Im Nachbarland sei in der Zwischenzeit das Gesetz über die Zwangsumwandlung von Schweizer Franken in Forint in seiner konkreten Ausformung bekannt geworden, hieß es von RBI-Seite. Jetzt müssen die Zinsen für zigtausende Kredite über Jahre zurückgerechnet werden, wie Risikovorstand Johann Strobl erklärte. Unter dem Strich dürfte der gesetzliche Eingriff die Bank 240 Millionen Euro kosten - das sind um rund 100 Millionen mehr als bisher erwartet. Ein zuletzt von ungarischen Medien kolportierter Verkauf der Ungarn-Aktivitäten von Raiffeisen Bank und Erste Group, auf den Regierungschef Viktor Orbán dränge, stehe nicht auf der Agenda, betonte Sevelda. Allerdings zählt die lokale Tochter auch nicht zu den Kernmärkten der RBI. Der Bankchef hofft, dass im Nachbarland das Schlimmste überstanden sei, und begründet dies damit, dass der einst von ausländischen Instituten kontrollierte Markt nun wieder mehrheitlich in ungarischem Besitz stehe.

Ukraine belastet

Zweiter Treiber der heurigen Verluste ist die Ukraine-Krise. Die Auseinandersetzungen im Osten das Landes lassen die Kreditvorsorgen nach oben schnellen, zudem muss RBI Abschreibungen auf den Firmenwert der dortigen Tochter Bank Aval vornehmen. Ebenfalls auf das Ergebnis drücken Leasingaktivitäten in den Problemländern und Änderungen bei der Berechnung künftiger Steuern.

Ein Zusammenhang der Wertberichtigungen mit dem laufenden Bilanzcheck der Europäischen Zentralbank wurde vom Bank-Vorstand in Abrede gestellt. Zudem wurde unterstrichen, dass die RBI keine Kapitalerhöhung benötige. Die heuer erfolgte Rückzahlung des staatlichen und privaten Partizipationskapitals wird verteidigt, weil das Geld wegen der abnehmenden Anrechenbarkeit auf die Eigenmittel ohnehin immer weniger wert werde, gleichzeitig aber die Dividendenzahlung an die Kapitalgeber gestiegen wäre. Wie stark die Kapitalquote nach Einbuchung der Belastungen beeinträchtigt wird, behielt die RBI-Führung für sich.

Noch viele Risiken

Raiffeisen Bank International hat mit der Gewinnwarnung eine lange Serie negativer Überraschungen der österreichischen Institute in Osteuropa prolongiert. Die Erste Group hatte schon zuvor nach hohen Wertberichtigungen auf Kredite und Beteiligungen einen Verlust von 930 Millionen Euro im ersten Halbjahr gemeldet. Die Bank Austria hat diese Rosskur - nach derzeitigem Wissensstand - 2013 durchgemacht, als hohe Abschreibungen in der Region einen Verlust von 1,6 Mrd. Euro verursachten. Im ersten Halbjahr 2014 wurde schon wieder eine Gewinnsteigerung um ein gutes Drittel auf 776 Millionen Euro vermeldet.

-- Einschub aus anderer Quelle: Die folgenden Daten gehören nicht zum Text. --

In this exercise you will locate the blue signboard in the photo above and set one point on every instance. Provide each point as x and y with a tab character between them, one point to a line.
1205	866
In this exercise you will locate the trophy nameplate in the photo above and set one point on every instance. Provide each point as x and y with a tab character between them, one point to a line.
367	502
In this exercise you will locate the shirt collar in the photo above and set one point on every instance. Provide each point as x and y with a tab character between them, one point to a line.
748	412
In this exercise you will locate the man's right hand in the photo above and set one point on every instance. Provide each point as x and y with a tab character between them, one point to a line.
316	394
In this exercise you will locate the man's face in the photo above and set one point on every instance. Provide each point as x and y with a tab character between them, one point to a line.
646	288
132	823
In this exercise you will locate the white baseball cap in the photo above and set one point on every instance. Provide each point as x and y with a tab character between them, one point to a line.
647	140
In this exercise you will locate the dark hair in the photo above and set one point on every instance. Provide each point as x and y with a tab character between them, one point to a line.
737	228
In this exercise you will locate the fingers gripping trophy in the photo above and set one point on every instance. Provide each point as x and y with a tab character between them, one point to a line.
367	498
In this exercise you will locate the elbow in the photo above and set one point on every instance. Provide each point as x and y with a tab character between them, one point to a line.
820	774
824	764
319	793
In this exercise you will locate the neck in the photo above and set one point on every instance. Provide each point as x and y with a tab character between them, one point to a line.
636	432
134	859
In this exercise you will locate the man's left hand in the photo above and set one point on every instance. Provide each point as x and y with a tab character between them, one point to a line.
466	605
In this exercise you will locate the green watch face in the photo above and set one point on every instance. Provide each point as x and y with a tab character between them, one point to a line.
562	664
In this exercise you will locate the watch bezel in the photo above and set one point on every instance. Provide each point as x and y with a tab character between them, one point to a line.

Die Frage, ob die Institute ihre Häuser in Ordnung gebracht haben, lässt sich nicht leicht beantworten. RBI beispielsweise ist stark von Russland abhängig, wo die Bank zuletzt die Hälfte des Halbjahresgewinns erzielte. In den dortigen Aktivitäten schlummern auch noch hohe Firmenwerte, die bei einer Eskalation der Ukraine-Krise wohl korrigiert werden müssten. Derzeit seien die Auswirkungen der Sanktionen aber gering, erklärte Sevelda.

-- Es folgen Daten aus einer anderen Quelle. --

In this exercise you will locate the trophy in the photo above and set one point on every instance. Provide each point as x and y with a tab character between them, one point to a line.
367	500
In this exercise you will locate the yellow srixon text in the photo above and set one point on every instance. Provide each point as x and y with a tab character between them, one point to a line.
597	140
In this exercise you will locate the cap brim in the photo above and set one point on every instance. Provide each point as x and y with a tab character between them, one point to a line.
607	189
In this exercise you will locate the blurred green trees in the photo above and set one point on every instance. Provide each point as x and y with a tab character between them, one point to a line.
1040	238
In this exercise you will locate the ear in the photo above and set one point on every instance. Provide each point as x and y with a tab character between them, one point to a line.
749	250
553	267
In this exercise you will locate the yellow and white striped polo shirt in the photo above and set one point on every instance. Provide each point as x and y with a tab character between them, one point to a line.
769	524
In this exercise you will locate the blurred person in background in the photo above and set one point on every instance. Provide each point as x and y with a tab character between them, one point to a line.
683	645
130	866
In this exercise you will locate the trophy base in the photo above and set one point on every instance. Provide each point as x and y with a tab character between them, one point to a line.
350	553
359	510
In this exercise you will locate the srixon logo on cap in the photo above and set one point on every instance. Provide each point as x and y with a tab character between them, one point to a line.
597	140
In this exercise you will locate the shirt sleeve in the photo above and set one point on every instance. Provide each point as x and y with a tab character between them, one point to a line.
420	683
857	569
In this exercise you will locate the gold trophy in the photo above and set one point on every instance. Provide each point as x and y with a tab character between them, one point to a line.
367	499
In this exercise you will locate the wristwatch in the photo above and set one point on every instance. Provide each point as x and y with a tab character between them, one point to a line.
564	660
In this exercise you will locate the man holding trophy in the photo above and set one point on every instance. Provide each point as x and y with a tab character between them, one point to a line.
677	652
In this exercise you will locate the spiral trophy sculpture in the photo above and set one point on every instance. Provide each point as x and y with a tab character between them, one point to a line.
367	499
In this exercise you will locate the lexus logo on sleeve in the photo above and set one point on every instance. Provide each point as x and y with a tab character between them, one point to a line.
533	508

An der Börse wurde RBI für die schlechten Nachrichten abgestraft. Der Aktienkurs rutschte um mehr als zehn Prozent ab, Erste Group wurden im RBI-Sog um fast vier Prozent nach unten gedrückt. Der Wiener Leitindex ATX verlor bis kurz vor Handelsschluss rund 2,5 Prozent. (as, DER STANDARD, 24.9.2014)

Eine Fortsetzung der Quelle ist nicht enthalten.